In Kürze erscheint ein ZLLFtalk, in dem Sarah Hauser, Simon Züst und Stefan Jörissen sich über das Thema Hybride Lehre austauschen. Erfahrungen von Studierenden fliessen als Statements in die Unterhaltung mit ein.
Quellen
Bell, J., Sawaya, S., & Cain, W. (2014). Synchromodal Classes: Designing for Shared Learning Experiences Between Face-to-Face and Online Students. International Journal of Designs for Learning, 5(1), Article1.
Bower, M., Kenney, J., Dalgarno, B., Lee, M. J. W., & Kennedy, G. E. (2014). Patterns and Principles for Blended Synchronous Learning: Engaging Remote and Face-to-Face Learners in Rich-Media Real-Time Collaborative Activities. Australasian Journal of Educational Technology, 30(3), 261–272.
Irvine, V. (2020). The landscape of merging modalities. Educause Review, 4, 41-58.
Raes, A., Detienne, L., Windey, I., & Depaepe, F. (2020). A systematic literature review on synchronous hybrid learning: Gaps identified. Learning Environments Research, 23(3), 269–290.

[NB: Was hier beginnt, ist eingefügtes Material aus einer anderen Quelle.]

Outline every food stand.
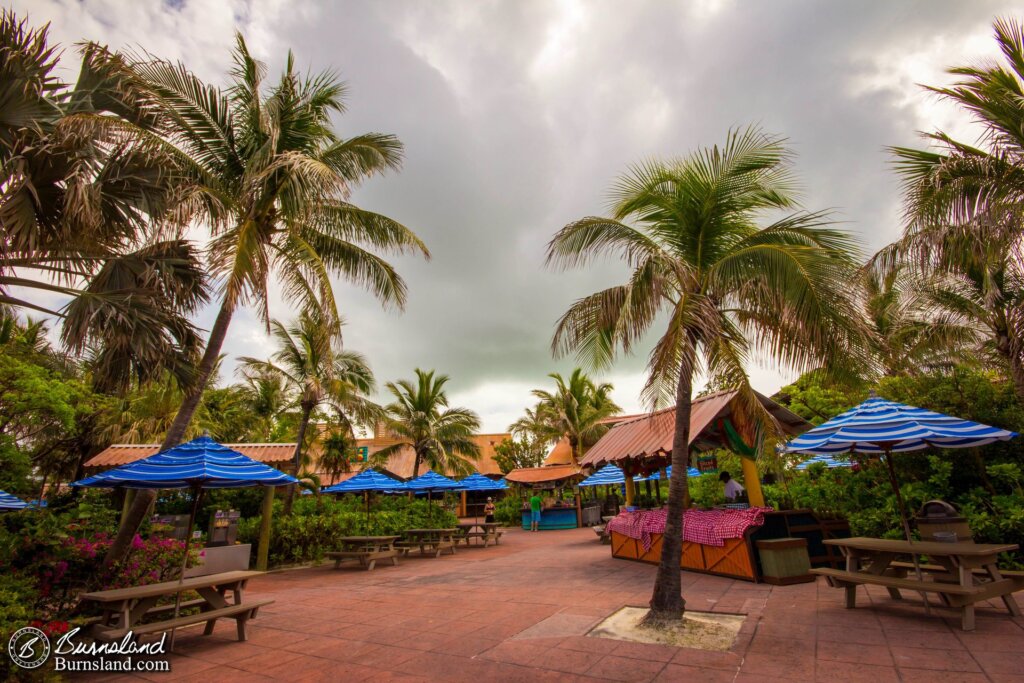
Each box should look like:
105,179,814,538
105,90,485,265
504,464,586,530
582,390,827,581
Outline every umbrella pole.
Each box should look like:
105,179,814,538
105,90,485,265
884,450,930,614
171,485,204,651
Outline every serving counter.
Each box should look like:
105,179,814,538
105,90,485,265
521,506,578,530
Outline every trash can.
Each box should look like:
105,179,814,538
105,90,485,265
915,500,971,542
756,537,814,585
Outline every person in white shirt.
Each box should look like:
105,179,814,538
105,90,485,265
719,471,745,502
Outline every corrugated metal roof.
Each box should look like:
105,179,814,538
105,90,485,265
579,390,811,468
85,443,297,468
504,463,581,484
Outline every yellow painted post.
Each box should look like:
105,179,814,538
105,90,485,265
624,474,635,507
741,457,765,507
256,486,275,571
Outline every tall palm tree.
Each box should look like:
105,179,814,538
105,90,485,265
106,34,428,563
372,369,482,479
546,127,863,623
236,364,290,441
889,18,1024,397
508,403,560,447
240,312,379,511
0,11,209,392
530,369,620,465
860,265,980,377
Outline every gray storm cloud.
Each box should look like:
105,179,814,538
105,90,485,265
15,0,1018,430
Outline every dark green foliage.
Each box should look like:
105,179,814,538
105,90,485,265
237,495,458,567
494,495,525,526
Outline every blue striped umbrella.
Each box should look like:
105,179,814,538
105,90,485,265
71,435,297,489
405,470,465,492
322,469,407,494
458,473,508,491
645,466,702,480
786,394,1017,540
579,464,627,486
71,435,297,641
0,490,28,511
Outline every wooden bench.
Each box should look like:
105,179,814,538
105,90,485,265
96,599,274,643
326,549,398,571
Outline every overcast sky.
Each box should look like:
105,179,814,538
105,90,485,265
15,0,1019,431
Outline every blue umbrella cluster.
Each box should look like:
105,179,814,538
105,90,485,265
72,435,298,489
322,469,407,494
795,454,851,471
786,395,1017,455
0,490,28,510
578,464,700,486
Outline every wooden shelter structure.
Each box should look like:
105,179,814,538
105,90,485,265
579,390,811,506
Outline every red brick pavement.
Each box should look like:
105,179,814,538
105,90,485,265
79,527,1024,682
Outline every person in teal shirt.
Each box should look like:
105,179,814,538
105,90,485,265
529,493,542,531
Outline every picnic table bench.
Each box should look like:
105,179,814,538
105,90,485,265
326,536,400,571
80,570,270,642
396,528,458,557
455,522,502,547
814,537,1024,631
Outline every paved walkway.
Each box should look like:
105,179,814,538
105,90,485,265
95,527,1023,682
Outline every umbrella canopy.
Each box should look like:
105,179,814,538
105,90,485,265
0,490,28,510
579,464,628,486
786,394,1017,543
322,469,407,494
458,473,508,491
785,395,1017,455
795,454,851,471
71,435,298,490
405,470,465,492
645,466,702,479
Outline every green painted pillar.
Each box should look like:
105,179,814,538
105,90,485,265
256,486,275,571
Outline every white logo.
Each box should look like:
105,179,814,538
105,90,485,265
8,627,51,669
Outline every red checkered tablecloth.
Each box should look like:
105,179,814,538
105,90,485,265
605,506,771,551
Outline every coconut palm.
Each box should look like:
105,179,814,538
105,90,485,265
888,18,1024,398
546,127,863,622
0,11,209,392
530,369,620,465
372,369,482,479
106,34,427,562
861,265,980,377
240,312,379,511
508,403,560,448
235,364,290,441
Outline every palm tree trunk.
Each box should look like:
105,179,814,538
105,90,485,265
284,403,314,516
644,355,694,623
103,300,236,567
412,451,421,479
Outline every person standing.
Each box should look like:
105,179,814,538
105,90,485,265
529,492,543,531
484,497,496,523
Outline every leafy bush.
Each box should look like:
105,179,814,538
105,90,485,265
237,495,459,567
494,495,524,526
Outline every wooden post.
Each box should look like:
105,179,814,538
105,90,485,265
741,457,765,507
575,491,582,528
624,475,635,507
460,490,467,518
256,486,275,571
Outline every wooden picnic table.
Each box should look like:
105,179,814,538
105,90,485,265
327,535,400,571
397,528,458,557
455,522,502,547
815,537,1024,630
80,570,270,642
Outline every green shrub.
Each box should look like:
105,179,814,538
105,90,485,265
494,495,523,527
238,496,459,567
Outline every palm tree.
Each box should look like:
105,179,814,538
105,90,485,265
889,18,1024,397
530,369,620,465
0,11,209,392
240,312,379,511
861,265,980,376
372,369,482,479
236,364,290,441
106,34,428,563
546,127,863,623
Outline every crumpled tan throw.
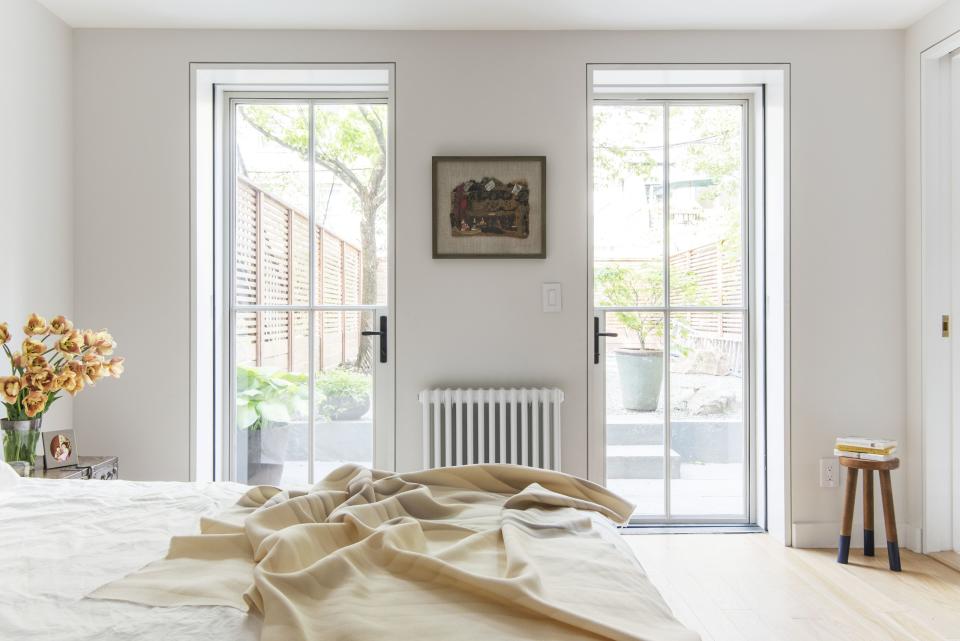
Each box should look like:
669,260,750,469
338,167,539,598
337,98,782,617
90,464,699,641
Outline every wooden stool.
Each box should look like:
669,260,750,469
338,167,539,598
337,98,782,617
837,457,900,571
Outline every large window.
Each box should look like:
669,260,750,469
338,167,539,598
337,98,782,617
591,97,755,522
226,94,393,485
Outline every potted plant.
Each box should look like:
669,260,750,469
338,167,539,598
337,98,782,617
1,314,124,466
316,369,371,421
595,266,696,411
235,366,309,485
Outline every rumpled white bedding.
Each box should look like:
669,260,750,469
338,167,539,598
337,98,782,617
0,477,260,641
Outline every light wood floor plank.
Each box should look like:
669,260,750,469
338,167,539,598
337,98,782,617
625,534,960,641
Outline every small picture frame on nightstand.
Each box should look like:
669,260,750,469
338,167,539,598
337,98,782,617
42,429,78,469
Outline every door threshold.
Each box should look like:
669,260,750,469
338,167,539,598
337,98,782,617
618,523,764,535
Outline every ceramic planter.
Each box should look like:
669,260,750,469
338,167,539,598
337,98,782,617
614,348,664,411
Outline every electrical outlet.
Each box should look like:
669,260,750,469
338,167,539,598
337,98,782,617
820,457,839,488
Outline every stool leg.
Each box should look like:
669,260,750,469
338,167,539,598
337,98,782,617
863,470,874,557
878,470,901,572
838,467,858,564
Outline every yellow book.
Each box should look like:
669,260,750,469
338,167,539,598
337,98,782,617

Szoke, J. (2021). A teacher’s experience of hybrid classes: in corporating online and face-to-face teaching. Cambridge University press.
Reinmann, G. (2021). Hybride Lehre – ein Begriff und seine Zukunft für Forschung und Praxis. Impact Free 35. Hamburg.
Zydney, J. M., McKimmy, P., Lindberg, R., & Schmidt, M. (2019). Here or There Instruction: Lessons Learned in Implementing Innovative Approaches to Blended Synchronous Learning. Tech Trends, 63(2), 123–132.